Comic-Con 2016 has come and gone, and as usual, a lot of folks are still talking about the Marvel panel. Marvel Studios regularly brings out the big guns for Comic-Con and this year was no different. They debuted the first footage from Spider-Man: Homecoming, an extended clip and semi-teaser trailer from Guardians of the Galaxy, Vol. 2, a new look at Doctor Strange, and even a specially made video for Thor: Ragnarok. However, unlike the Warner Bros. panel where every single piece of footage shown in the room was put online in an official capacity almost immediately, Marvel keeps things entirely under wraps. What’s shown at Comic-Con is only for Comic-Con and will not be made available for public consumption anytime soon.
Every year, folks ask why. Why is it that fans at Comic-Con get to see this stuff and everyone else doesn’t? Well, Guardians of the Galaxy, Vol. 2 writer/director James Gunn took to Facebook last night to shed a little light on why that footage is not being put online:
“Of course I wanna share with you guys everything, it’s important for me to be able to do that. But here’s the thing, the footage we released at Comic-Con will eventually be seen by the public, but in a more finished form. It’s very early days. We’ve only been finished shooting for a month, we presented an entire huge scene with Yondu and Rocket and Baby Groot and then we also presented some special glimpse for San Diego Comic-Con, a teaser trailer of sorts. The visual effects are not finished.”
Gunn went on to explain that while he doesn’t want the public at large seeing unfinished footage, it’s exciting to offer fans at Comic-Con a brief sneak-peek and the excitement reverberates outside the Comic-Con walls and thus helps get the film on everyone’s radar:
“I am a perfectionist…and the truth is this Comic-Con footage, which we trended last night, Baby Groot trended last night, Guardians trended last night, we did extremely well just by people spreading the word, but it’s not something that I nor Marvel are comfortable with being out there and standing up to repeated viewings because the visual effects just aren’t finished. If I do something, I want to do it 100% correctly. However to sit in the audience one time, with an exciting crowd, and show them an in-progress piece of film, it’s a different story.”

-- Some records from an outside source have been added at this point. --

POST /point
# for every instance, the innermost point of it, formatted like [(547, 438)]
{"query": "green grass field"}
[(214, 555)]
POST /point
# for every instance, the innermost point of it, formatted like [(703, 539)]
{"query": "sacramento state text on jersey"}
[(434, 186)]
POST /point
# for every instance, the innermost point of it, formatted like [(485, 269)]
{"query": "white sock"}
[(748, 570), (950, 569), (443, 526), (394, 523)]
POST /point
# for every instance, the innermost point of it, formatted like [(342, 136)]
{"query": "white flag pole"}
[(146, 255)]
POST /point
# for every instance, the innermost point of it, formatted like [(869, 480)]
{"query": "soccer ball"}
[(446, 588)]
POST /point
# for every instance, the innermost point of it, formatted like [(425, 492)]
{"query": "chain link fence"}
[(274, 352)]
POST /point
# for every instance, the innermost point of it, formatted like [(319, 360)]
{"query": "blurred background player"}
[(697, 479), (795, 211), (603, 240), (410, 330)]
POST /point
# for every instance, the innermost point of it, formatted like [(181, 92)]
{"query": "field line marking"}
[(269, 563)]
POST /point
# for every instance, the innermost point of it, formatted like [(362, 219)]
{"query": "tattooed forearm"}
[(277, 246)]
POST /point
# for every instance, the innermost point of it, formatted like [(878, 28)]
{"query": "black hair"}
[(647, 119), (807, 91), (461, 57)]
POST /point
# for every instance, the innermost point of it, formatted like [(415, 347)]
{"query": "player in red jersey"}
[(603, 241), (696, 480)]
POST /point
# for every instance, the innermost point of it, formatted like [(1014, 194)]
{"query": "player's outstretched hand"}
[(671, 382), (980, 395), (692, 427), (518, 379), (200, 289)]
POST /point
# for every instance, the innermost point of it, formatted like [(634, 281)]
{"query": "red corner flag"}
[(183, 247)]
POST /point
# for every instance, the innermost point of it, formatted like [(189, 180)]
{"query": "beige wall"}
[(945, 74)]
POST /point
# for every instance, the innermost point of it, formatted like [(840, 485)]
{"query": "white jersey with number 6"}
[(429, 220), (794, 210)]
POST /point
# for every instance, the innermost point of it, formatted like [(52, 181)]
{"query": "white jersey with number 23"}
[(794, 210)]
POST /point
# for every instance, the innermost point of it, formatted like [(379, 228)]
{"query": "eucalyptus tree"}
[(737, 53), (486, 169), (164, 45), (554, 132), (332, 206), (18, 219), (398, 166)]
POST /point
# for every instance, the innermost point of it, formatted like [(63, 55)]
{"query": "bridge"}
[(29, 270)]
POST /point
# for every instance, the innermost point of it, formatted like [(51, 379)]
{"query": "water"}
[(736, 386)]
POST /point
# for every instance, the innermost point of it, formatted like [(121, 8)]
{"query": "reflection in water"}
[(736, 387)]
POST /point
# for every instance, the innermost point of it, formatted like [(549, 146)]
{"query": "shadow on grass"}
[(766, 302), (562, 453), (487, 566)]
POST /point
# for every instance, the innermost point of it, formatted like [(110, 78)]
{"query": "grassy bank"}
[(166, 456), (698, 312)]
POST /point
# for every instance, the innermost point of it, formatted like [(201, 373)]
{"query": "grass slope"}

Indeed, I can remember Gunn showing off footage from the first Guardians of the Galaxy at Comic-Con after only a week of shooting and it looked incredible. Marvel makes a point to plan for Comic-Con when creating their schedules, so when they debuted the first footage from Iron Man 3, they could show some seriously impressive footage of the assault on Tony’s house, even if the visual effects weren’t 100% done.
And at the end of the day, we’re all gonna see this footage eventually, be it in the trailers or the movie itself. Marvel just likes to do something special for the fans that invested the time and money to make the trek to Comic-Con, which is a fair trade off. So while you may be frustrated that a small group of people got to see some footage from an upcoming Marvel movie before you, rest easy knowing you’ll see it eventually.